Introduction

Establishing the identity of unidentified human remains is of fundamental importance in a forensic investigation, particularly in the analysis of dismembered, burned, or severely mutilated corpses or skeletal remains [1]. Although estimating ancestry is especially challenging [2], ancestry is an integral parameter not only to assist identification efforts directly but also as a required precursor to estimating sex, age at death, stature, and other attributes using population specific data [3].

It is generally accepted that the skull, especially the midface, is the most diagnostic region of the skeleton for estimating ancestry [4, 5]. There are two main methodological approaches typically applied in the anthropological assessment: morphoscopic (visual or non-metric) and morphometric. Procedures for estimating ancestry, whatever the statistical treatment, focus on non-metric or metric features, based on appreciable and/or significant cranial diversity between global populations [4]. Although non-metric approaches lack objectivity and require more experience, metric methods have less so, largely because individual cranial measurements are clearly defined on the basis of established craniometrics landmarks [3].

Ancestry estimation based on linear discriminant analysis (LDA) is one of the most commonly applied statistical approaches; computer applications, such as FORDISC [6, 7] and CRANID [8, 9], simplify the use of LDA for ancestry estimation, and the associated output includes statistical quantification of accuracy (e.g., posterior and typicality probabilities) that are useful for interpretation and decision-making.
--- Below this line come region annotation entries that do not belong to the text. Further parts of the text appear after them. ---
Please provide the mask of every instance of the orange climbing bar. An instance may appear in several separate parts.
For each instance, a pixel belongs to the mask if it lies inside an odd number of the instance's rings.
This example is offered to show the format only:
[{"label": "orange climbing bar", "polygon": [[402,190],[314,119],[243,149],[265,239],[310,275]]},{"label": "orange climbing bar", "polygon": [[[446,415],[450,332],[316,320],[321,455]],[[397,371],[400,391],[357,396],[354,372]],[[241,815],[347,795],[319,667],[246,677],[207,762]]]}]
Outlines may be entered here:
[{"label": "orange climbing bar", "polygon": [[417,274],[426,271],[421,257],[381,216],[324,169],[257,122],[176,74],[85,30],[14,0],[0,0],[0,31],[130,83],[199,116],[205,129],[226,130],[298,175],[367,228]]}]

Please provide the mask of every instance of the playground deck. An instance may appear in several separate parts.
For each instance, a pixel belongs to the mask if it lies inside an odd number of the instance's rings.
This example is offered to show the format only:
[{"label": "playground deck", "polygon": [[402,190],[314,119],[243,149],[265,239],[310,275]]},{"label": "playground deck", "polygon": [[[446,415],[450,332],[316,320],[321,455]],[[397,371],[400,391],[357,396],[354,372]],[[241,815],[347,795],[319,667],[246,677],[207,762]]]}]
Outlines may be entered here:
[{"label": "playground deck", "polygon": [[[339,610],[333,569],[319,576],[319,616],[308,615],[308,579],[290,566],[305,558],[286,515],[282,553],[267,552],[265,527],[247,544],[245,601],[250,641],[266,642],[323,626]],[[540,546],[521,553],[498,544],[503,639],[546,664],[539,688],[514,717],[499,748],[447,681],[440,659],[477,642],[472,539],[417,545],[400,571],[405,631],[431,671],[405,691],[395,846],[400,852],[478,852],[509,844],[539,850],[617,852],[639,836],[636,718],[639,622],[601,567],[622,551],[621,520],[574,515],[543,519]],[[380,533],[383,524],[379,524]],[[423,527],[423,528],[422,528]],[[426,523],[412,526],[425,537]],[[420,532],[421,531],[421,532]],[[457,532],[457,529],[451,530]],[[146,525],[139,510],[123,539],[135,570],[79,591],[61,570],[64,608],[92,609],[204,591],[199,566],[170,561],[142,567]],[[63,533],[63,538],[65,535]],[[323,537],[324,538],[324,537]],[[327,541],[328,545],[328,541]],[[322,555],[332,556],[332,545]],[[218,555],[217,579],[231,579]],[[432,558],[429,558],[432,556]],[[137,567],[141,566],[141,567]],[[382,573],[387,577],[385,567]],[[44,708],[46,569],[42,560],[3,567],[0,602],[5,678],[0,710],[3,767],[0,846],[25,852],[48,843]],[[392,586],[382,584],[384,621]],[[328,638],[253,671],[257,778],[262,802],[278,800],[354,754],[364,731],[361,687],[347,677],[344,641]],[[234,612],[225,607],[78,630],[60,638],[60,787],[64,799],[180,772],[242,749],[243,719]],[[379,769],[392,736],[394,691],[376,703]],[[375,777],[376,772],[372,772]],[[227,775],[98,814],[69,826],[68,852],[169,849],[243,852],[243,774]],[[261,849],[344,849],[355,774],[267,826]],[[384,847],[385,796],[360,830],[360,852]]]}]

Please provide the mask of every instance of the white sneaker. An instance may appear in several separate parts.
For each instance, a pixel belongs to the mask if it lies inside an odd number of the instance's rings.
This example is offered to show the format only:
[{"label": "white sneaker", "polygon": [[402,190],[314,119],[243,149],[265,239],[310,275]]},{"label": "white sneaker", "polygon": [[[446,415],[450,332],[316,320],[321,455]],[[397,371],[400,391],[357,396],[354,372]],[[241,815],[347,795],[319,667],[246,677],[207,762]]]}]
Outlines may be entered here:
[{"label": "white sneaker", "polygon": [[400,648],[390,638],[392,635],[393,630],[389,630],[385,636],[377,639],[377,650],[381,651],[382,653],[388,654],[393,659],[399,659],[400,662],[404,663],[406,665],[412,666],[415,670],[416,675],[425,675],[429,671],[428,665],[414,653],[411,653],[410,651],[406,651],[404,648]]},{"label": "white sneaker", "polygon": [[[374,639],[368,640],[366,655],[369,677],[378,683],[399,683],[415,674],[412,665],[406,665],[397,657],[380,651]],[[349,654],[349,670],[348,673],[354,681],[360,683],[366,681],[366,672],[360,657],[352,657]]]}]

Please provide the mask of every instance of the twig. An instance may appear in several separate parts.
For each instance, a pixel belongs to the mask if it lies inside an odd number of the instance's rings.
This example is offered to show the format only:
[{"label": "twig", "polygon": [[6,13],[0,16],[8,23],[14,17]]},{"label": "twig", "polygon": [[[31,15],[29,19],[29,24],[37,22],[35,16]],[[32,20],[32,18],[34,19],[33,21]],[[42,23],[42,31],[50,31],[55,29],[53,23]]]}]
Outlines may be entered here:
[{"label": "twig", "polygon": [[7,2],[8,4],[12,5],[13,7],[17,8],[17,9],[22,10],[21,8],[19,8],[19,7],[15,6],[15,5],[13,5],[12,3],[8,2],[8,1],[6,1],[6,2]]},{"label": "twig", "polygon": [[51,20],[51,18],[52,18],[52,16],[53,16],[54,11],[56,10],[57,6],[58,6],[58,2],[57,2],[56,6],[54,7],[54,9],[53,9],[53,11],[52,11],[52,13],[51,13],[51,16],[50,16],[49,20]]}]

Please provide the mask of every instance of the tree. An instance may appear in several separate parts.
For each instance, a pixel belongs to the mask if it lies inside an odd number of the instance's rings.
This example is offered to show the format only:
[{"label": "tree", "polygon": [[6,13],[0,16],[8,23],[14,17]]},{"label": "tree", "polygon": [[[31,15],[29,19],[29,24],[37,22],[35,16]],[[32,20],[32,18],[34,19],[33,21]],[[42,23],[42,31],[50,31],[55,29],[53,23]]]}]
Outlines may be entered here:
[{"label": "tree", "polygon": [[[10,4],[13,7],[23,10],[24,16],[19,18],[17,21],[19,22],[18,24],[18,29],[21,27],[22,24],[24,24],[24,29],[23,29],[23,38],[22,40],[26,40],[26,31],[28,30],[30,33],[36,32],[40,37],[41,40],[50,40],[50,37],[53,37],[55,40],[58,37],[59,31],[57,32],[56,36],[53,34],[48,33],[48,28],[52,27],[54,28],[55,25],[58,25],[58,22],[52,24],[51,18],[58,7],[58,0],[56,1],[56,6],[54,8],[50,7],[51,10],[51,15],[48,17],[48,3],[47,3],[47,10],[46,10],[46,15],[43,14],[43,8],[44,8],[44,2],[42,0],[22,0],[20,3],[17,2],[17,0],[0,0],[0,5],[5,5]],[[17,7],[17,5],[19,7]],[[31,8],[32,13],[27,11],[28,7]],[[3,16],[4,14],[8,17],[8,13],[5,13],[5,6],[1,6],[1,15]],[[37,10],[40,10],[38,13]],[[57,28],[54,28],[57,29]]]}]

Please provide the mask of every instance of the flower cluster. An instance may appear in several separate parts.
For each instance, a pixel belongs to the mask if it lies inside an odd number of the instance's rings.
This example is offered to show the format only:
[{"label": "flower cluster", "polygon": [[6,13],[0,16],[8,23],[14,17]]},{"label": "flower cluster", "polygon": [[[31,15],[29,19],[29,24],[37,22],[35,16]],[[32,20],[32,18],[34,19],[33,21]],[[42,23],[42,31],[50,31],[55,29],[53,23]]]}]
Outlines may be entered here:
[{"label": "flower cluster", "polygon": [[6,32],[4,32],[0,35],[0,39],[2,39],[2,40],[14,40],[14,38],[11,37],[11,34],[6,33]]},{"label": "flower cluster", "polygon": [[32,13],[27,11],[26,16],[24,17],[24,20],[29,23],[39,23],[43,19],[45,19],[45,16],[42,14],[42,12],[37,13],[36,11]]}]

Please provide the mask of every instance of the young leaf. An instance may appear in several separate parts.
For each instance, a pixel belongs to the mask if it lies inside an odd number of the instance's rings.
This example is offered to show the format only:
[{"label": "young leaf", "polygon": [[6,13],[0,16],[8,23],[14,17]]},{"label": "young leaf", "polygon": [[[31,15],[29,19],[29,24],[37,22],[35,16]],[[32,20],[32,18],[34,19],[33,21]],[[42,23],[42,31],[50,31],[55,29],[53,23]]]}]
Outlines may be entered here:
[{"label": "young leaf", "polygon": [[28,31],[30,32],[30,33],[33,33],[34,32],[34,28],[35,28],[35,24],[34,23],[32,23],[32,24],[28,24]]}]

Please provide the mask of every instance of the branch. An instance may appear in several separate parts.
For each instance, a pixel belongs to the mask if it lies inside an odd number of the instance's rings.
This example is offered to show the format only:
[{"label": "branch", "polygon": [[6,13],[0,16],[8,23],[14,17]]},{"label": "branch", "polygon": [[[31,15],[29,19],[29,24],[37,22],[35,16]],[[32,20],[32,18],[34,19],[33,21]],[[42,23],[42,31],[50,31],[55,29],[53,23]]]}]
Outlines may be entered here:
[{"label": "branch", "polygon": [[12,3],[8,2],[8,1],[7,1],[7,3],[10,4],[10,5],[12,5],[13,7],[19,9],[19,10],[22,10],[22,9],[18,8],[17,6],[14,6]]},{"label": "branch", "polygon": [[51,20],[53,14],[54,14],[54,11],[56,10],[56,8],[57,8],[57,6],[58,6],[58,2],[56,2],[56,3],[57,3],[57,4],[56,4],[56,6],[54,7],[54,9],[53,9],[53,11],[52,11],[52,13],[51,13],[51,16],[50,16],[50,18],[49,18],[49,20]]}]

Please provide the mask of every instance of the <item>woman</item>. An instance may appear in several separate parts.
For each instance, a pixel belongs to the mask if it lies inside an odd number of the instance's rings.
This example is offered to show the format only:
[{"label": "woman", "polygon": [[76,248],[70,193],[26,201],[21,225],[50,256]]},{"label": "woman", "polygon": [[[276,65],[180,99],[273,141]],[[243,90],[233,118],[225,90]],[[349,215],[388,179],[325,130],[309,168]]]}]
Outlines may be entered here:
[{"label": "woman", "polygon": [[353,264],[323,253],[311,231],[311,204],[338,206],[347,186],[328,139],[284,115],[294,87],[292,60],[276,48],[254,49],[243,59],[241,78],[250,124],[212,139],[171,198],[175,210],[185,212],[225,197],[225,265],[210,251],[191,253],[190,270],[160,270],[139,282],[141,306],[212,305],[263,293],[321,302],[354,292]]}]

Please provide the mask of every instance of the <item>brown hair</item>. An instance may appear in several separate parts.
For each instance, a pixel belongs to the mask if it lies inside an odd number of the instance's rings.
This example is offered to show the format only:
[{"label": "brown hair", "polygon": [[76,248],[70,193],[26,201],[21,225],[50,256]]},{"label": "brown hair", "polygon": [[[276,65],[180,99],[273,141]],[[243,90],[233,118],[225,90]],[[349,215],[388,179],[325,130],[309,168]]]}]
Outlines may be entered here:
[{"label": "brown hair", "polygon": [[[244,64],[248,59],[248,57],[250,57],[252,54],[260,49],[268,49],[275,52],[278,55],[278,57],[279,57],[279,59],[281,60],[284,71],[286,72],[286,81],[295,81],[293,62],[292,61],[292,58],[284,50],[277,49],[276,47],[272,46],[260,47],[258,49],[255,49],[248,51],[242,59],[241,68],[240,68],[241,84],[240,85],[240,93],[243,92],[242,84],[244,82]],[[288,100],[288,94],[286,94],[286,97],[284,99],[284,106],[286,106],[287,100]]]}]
In addition, a machine learning modeling technique for ancestry estimation on the basis of skeletal metric data has been proposed [10, 11]. However, it has been reported that American Southwest Hispanic skulls are often misclassified as Asians, in particular Japanese, when performing ancestry estimation using craniometric data [12]. Thus, it is important that crania from other global populations are examined and compared to those originating from Japan, to minimize the possibility of misclassifications.

Computed tomography (CT) clearly depicts bone structures [13, 14]. In addition, it is known that bone measurements in CT images can be acquired with the same level of accuracy as those from real bone specimens [15, 16]. Importantly, the requisite data for calculating predictive models for estimating biological attributes associated with a routine anthropological assessment can be effectively developed using data acquired in CT images [15, 17, 18]. However, to date, no study has examined the feasibility of ancestry estimation using CT scanning techniques.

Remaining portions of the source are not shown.